Early Morning with Dave

Early Morning with Dave

There Is No Investment Playbook for This War

Markets turn around on the TACO social media posting… will it last?

David Rosenberg's avatar
David Rosenberg
Mar 23, 2026
∙ Paid

Key Takeaways

  • Cracks Emerge Across All Asset Classes: I realized several weeks ago that I had emphasized that nobody should change their investment strategy based on geopolitics. But maybe it’s time to dust off the famous quote from Keynes that goes “when the facts change, I change my mind. What do you do, sir?” All that said, after going back and forth with Walter Murphy these past few days, it has become clear to me that what has changed the most is the technical picture for virtually every asset class — having become ruptured on a near-term, and quite possibly, an intermediate-term basis.

  • No Place to Hide in Traditional Safe Havens: Ergo, we have taken some money off the table in our bond, gold, and a variety of our equity and sector exposures. You know this is a market that has become totally unhinged when the areas of the market with the highest correlations to global uncertainty are peeling off, like gold and the miners. Or when sectors that should directly benefit from a wartime economy, like Aerospace & Defense, are off by -11% so far in March, and Health Care, which has nothing at all to do with what is happening in this conflict, is also down -9% just over the course of the past three weeks. Nowhere to hide except for barrels of oil and Treasury bills priced in greenbacks.

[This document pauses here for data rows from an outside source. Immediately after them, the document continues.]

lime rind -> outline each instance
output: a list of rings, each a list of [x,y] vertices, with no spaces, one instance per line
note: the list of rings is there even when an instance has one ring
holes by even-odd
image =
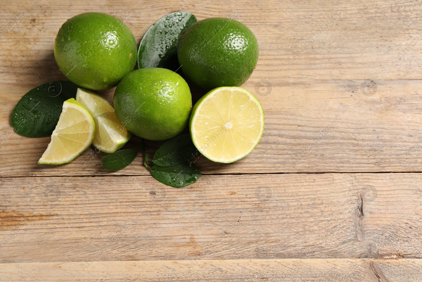
[[[85,118],[84,120],[87,121],[88,123],[89,130],[88,133],[89,134],[89,135],[90,136],[90,137],[87,140],[86,142],[83,145],[81,146],[79,150],[78,150],[76,153],[70,155],[70,156],[68,157],[63,159],[61,159],[58,161],[48,161],[47,160],[47,157],[49,156],[49,153],[52,151],[52,150],[55,149],[52,146],[54,143],[57,143],[57,141],[54,142],[53,139],[56,138],[58,138],[58,137],[57,137],[58,131],[75,125],[75,124],[68,124],[65,125],[66,126],[62,128],[61,127],[61,126],[62,125],[62,123],[64,123],[64,120],[66,119],[66,112],[68,109],[69,108],[75,109],[78,111],[78,114],[84,116],[83,117]],[[94,120],[92,118],[92,117],[91,116],[91,115],[89,114],[89,113],[82,106],[82,105],[76,101],[73,98],[70,98],[70,99],[66,100],[63,103],[62,109],[62,113],[60,114],[60,118],[59,119],[59,121],[57,123],[57,125],[56,126],[56,128],[54,129],[54,131],[53,131],[52,134],[51,134],[51,140],[48,146],[47,146],[47,149],[44,152],[44,153],[43,154],[43,155],[41,156],[39,160],[38,160],[38,164],[65,164],[71,162],[74,160],[75,158],[80,155],[84,151],[86,150],[87,148],[92,143],[92,140],[94,140],[94,136],[95,132],[95,127]],[[57,145],[59,144],[62,145],[63,150],[66,150],[66,148],[63,146],[62,144],[58,143]]]
[[[95,122],[92,145],[96,148],[111,153],[130,139],[131,134],[117,118],[114,109],[106,99],[89,90],[78,88],[76,100],[84,106]]]
[[[209,155],[209,154],[207,153],[206,150],[204,149],[200,144],[199,142],[196,138],[196,134],[195,134],[195,123],[196,120],[196,118],[198,116],[199,112],[199,110],[201,108],[203,105],[205,103],[207,100],[210,99],[211,99],[214,95],[221,91],[225,90],[228,90],[231,91],[238,90],[240,92],[244,93],[245,94],[248,95],[248,96],[250,98],[249,101],[252,101],[255,103],[255,104],[258,106],[258,108],[259,109],[260,112],[260,121],[261,122],[261,126],[260,128],[260,134],[259,134],[259,137],[257,137],[256,140],[254,142],[253,144],[251,146],[251,148],[249,150],[246,152],[238,155],[236,157],[233,158],[215,158],[212,157]],[[246,90],[246,89],[242,88],[241,87],[238,87],[235,86],[233,87],[225,87],[223,86],[222,87],[218,87],[216,88],[214,88],[212,90],[211,90],[208,93],[204,95],[202,97],[201,97],[196,103],[195,105],[194,106],[193,108],[192,109],[192,112],[190,116],[190,119],[189,121],[189,131],[190,131],[191,136],[192,138],[192,141],[193,142],[195,146],[200,151],[200,152],[204,156],[206,157],[209,159],[213,161],[217,162],[221,162],[224,163],[230,163],[235,162],[236,161],[244,157],[248,154],[249,154],[251,152],[252,152],[258,145],[259,142],[260,140],[261,140],[261,138],[262,137],[262,134],[264,132],[264,110],[262,109],[262,105],[261,105],[261,103],[260,101],[257,99],[252,93]]]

  • Weak Labor Market Caps Inflation Risk: The front ends of the U.S. and Canadian bond curves now look very appealing, with the markets now pricing in the prospect of rate hikes that we strongly feel will not be forthcoming. While inflation will go up in the coming months, there is no doubt that this is going to hit the wall in the weakening labor market, where workers have minimal bargaining power. This is not 2022 or 2023, when there were 50% more job openings out there than there were people unemployed — that has now flipped to where there are 6% more people unemployed than there are job postings. We will be left with a contraction in real incomes and spending, and that doesn’t even include the knock-on effects from the credit contraction coming out of private debt and equity, which is now only in its infancy stage.